The subject line often controls whether your email is read and/or opened. So it’s vital that you write a great email subject line.
And just how do you do that? Glad you asked.
Subject lines aren’t easy to write, especially if you have to write them over and over again. Nonetheless, these four guidelines will help you learn how to write email subject lines that inspire more people to read your emails.
1 – Short works. Two or three words are best. If you absolutely need more, make the first two words the most relevant to the reader. Make them the words with the greatest punch.
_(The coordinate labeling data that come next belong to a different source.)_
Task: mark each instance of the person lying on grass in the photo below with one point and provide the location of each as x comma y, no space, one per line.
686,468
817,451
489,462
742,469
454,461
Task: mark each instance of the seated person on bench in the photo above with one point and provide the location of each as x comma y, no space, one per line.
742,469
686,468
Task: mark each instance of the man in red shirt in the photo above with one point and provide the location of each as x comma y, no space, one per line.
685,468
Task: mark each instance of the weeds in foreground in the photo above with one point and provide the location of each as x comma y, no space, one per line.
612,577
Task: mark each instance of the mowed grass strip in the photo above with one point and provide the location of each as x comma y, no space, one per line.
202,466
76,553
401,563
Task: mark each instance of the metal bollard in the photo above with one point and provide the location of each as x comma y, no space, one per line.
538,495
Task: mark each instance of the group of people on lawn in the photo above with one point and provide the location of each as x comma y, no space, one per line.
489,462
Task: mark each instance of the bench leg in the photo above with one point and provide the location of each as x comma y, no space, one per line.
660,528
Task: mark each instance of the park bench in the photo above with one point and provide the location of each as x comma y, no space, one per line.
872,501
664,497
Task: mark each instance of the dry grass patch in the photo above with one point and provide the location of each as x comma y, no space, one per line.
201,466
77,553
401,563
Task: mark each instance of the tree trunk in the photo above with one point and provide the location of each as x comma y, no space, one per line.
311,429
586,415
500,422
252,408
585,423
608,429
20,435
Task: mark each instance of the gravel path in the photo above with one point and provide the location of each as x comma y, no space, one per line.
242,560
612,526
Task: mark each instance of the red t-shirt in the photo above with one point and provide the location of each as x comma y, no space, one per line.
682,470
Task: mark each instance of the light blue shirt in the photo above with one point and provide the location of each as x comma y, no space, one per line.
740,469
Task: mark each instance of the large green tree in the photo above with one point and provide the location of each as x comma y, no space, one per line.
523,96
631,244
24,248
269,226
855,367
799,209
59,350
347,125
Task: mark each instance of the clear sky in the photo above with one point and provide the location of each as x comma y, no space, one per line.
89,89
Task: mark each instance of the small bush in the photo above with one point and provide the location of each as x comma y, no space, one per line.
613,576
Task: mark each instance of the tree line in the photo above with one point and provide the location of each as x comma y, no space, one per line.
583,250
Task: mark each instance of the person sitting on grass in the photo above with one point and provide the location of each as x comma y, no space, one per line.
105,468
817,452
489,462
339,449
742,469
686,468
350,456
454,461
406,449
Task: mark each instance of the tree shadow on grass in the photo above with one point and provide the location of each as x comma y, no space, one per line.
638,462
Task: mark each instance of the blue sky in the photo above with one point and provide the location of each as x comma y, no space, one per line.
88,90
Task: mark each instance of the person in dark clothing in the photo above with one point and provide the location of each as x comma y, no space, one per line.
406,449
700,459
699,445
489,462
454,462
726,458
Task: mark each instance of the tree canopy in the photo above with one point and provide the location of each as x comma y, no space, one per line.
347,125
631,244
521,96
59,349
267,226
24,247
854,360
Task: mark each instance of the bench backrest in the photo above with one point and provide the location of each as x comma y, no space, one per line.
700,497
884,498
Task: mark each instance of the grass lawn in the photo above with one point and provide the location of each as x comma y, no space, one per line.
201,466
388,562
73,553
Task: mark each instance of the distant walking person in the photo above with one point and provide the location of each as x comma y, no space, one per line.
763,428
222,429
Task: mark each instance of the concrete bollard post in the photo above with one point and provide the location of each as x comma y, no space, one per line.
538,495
And remember, most email software only displays the first 30-40 characters of a subject line.
Yawn: Confirmation of your donation to Acme Charity
Pizzazz: Thank you
2 – Urgency. Give them a reason to read it NOW.
Yawn: Urban sprawl driving away birds
Pizzazz: Birds disappearing
Yawn: We need your help to aid flood victims
Pizzazz: Homes Destroyed – Families Homeless
3 – Emotional appeal. Even analytical types like me have to admit humans make decisions based on at least some emotion. So include words and phrases that stir emotions whenever possible.
Also, consider an email subject line that either moves the reader “toward passion” or “away from pain.”
Looking back on the previous pizzazz example, possible emotions evoked include compassion, sympathy, and curiosity. And it moves the reader toward the desire to help: Homes Destroyed – Families Homeless
4 – Clear offer. What is the main benefit the reader receives in your email?
Yawn: Everything in our bookstore on sale this month
Pizzazz: Book Sale July Only
I’ll grant that all four characteristics may not be part of every email subject line. But #1 and #2 ought to be, and #3 is hot on their heels in importance. A lot depends on what you’re writing about in the body of the email.
Bottom line: Following these guidelines results in more emails read. And they can’t respond to your call to action if they don’t read it. It begins with the all-important email subject line.